What? For centuries, Christians have grappled with these questions. Scholars and saints have said so very many cogent things on these topics that it is absurd to suggest otherwise – or is it? The disaffiliated might as well have said, “Our Christian community has utterly failed to hand on what it has received.” If large numbers of individual believers neglect to make time to learn their tradition in any real breadth and depth, we should not be surprised when a more naturally skeptical generation abandons the bark of Peter en masse.
So get ready. Jerome does not attach short, well-produced videos to his parish-wide emails. Jerome is attaching PDFs of unabridged patristic treatises.
Your assignment from Jerome: Set aside more time to read – you’ll need it.
Objective 2: Christians will remember the scriptures.
Imagine an elderly Jerome, at the end of his career, recalling the feel of ink and the smell of vellum. He breathes out the words of the psalms. He has by heart the stories his aged eyes now cannot read.
Imagine yourself, near the end of your life, recalling your memories. The plots of exciting movies mix freely with your authentic personal experiences. You can sing many song lyrics full of sound, signifying nothing. You would like someone to read the Bible to you, but you can’t direct your visitor to any favorite passages, for you simply did not live your life in close touch with the word of God.
Jerome would want something better for us. He would want us to realize that Scripture is not something we leave behind once we have found a useful take-away; he would want us to attend to the same cycle of readings in liturgies year upon year; he would want us to dwell in it richly so that it could dwell in us. He would want us to tenderly love the sacred page.
Your assignment from Jerome: Choose a beautiful passage and memorize it. Jerome also recommends bringing a Bible with you on vacation and everywhere else.
Objective 3: Christians will not give up on the Church.
Jerome said, “The Church is the body of Christ, kept together by the bond of charity.” The Church is the way Christ makes his incarnate love manifest in the world. Jerome stayed in the Church because of the holiness, perfection, salvation, and love of Christ, not because he was impressed with his fellow believers or clergy. Indeed, he was rarely impressed. When he lived in Rome, he made no secret of his disdain for the rich-living and corruption he perceived in many Roman priests; even St. Augustine disappointed him.
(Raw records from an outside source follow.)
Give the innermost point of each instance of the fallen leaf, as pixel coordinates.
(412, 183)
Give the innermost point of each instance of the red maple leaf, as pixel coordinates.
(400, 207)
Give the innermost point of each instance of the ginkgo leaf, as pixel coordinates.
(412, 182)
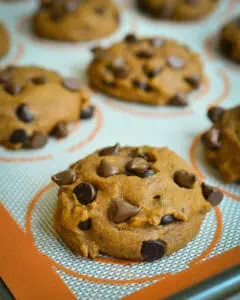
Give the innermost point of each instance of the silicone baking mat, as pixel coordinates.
(30, 198)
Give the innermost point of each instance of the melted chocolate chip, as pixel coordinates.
(87, 113)
(175, 62)
(215, 113)
(106, 169)
(85, 193)
(72, 84)
(153, 250)
(24, 114)
(38, 140)
(64, 178)
(178, 100)
(39, 80)
(85, 225)
(113, 150)
(212, 139)
(212, 194)
(60, 130)
(184, 179)
(19, 136)
(144, 54)
(168, 219)
(131, 38)
(138, 166)
(121, 211)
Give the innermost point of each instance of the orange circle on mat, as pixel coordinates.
(192, 153)
(28, 219)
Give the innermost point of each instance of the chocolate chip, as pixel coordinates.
(24, 114)
(141, 85)
(157, 42)
(212, 194)
(168, 219)
(193, 81)
(138, 166)
(113, 150)
(87, 113)
(211, 139)
(12, 88)
(64, 178)
(85, 193)
(121, 211)
(60, 130)
(72, 84)
(153, 250)
(100, 10)
(145, 54)
(178, 100)
(215, 113)
(39, 80)
(175, 62)
(184, 179)
(85, 225)
(153, 72)
(38, 140)
(131, 38)
(106, 169)
(18, 136)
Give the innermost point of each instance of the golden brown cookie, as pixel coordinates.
(222, 142)
(152, 71)
(4, 41)
(76, 20)
(133, 203)
(177, 9)
(230, 40)
(35, 102)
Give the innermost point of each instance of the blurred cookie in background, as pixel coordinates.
(4, 40)
(36, 103)
(75, 20)
(182, 10)
(222, 142)
(230, 40)
(150, 70)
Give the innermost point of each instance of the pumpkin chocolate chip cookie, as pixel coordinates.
(177, 9)
(133, 203)
(76, 20)
(36, 102)
(152, 71)
(230, 40)
(4, 41)
(222, 142)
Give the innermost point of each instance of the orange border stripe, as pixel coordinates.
(27, 273)
(189, 277)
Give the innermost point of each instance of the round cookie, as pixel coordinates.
(152, 71)
(230, 40)
(181, 10)
(132, 203)
(5, 41)
(222, 142)
(76, 20)
(35, 102)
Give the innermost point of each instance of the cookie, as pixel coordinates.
(152, 71)
(35, 102)
(133, 203)
(5, 41)
(181, 10)
(230, 40)
(222, 142)
(76, 20)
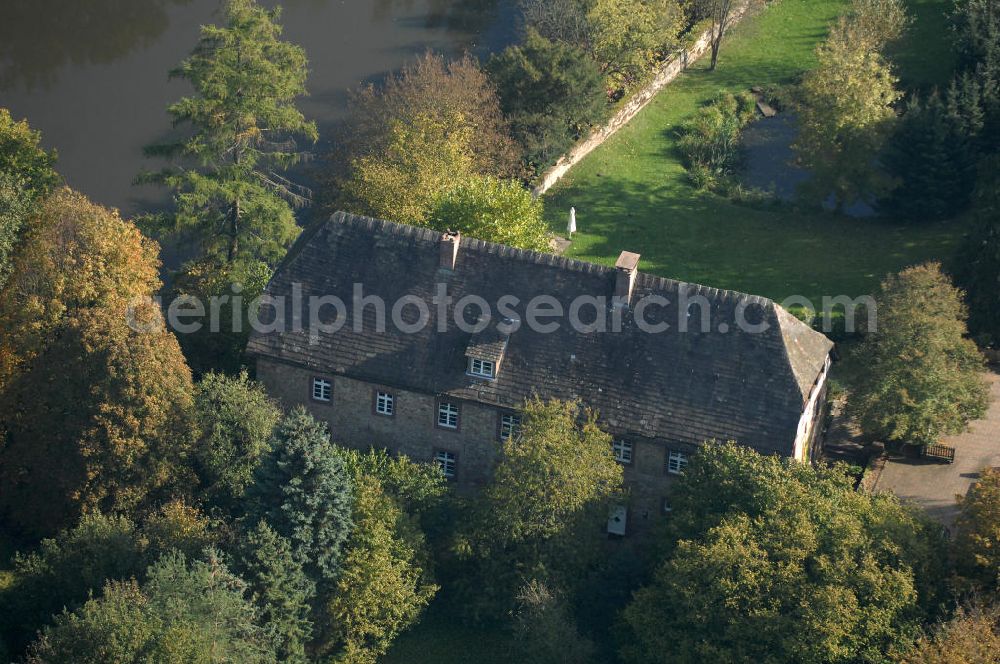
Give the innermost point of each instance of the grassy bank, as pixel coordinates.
(442, 638)
(633, 193)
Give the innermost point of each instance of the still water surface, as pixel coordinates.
(92, 74)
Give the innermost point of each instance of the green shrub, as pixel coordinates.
(710, 141)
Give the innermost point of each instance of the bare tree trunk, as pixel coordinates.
(234, 232)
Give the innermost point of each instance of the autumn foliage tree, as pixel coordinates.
(846, 111)
(78, 255)
(548, 498)
(112, 434)
(923, 377)
(113, 431)
(236, 420)
(424, 157)
(438, 90)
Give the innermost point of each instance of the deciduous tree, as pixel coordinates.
(229, 191)
(64, 570)
(113, 434)
(383, 587)
(182, 613)
(776, 561)
(977, 540)
(425, 156)
(486, 208)
(26, 175)
(456, 93)
(627, 36)
(304, 492)
(552, 91)
(722, 14)
(537, 517)
(78, 255)
(923, 377)
(846, 114)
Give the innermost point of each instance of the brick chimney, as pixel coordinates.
(449, 249)
(626, 267)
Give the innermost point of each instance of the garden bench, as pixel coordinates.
(942, 452)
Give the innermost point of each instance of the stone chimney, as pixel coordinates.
(626, 267)
(449, 249)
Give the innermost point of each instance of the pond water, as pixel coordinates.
(92, 74)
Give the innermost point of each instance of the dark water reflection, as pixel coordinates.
(92, 74)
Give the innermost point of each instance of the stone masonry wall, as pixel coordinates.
(668, 71)
(412, 431)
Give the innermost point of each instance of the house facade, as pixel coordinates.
(428, 344)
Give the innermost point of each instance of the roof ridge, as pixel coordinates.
(539, 257)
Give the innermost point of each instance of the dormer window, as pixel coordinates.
(482, 368)
(623, 451)
(485, 353)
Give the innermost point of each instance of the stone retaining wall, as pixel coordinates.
(668, 71)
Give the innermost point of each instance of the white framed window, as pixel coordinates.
(510, 425)
(623, 451)
(676, 462)
(482, 368)
(385, 403)
(322, 390)
(447, 415)
(447, 462)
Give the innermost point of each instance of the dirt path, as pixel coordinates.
(934, 485)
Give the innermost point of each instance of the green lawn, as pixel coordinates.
(633, 194)
(926, 53)
(440, 638)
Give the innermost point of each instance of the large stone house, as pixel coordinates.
(744, 369)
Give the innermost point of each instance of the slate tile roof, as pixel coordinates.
(672, 386)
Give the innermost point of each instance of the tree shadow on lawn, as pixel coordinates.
(704, 238)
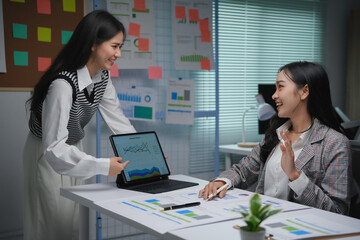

Jerome is a doctor of the Church because without him, the Bible as we have received it might not exist. But we need to know what he knew: that without a Church with the authority to pronounce which texts were inspired by the Holy Spirit and which were not, there would not be a Bible at all.
Jerome fought hard for unity in the truth, and he would be horrified by the modern proliferation of denominations.
Your assignment from Jerome: At the very least, trouble yourself to be troubled by the scandalous disunity among Christians. This saint would have us pray as Jesus prayed, as recorded by John and as translated by the doctor himself: Ut omnes unum sint – That they all may be one.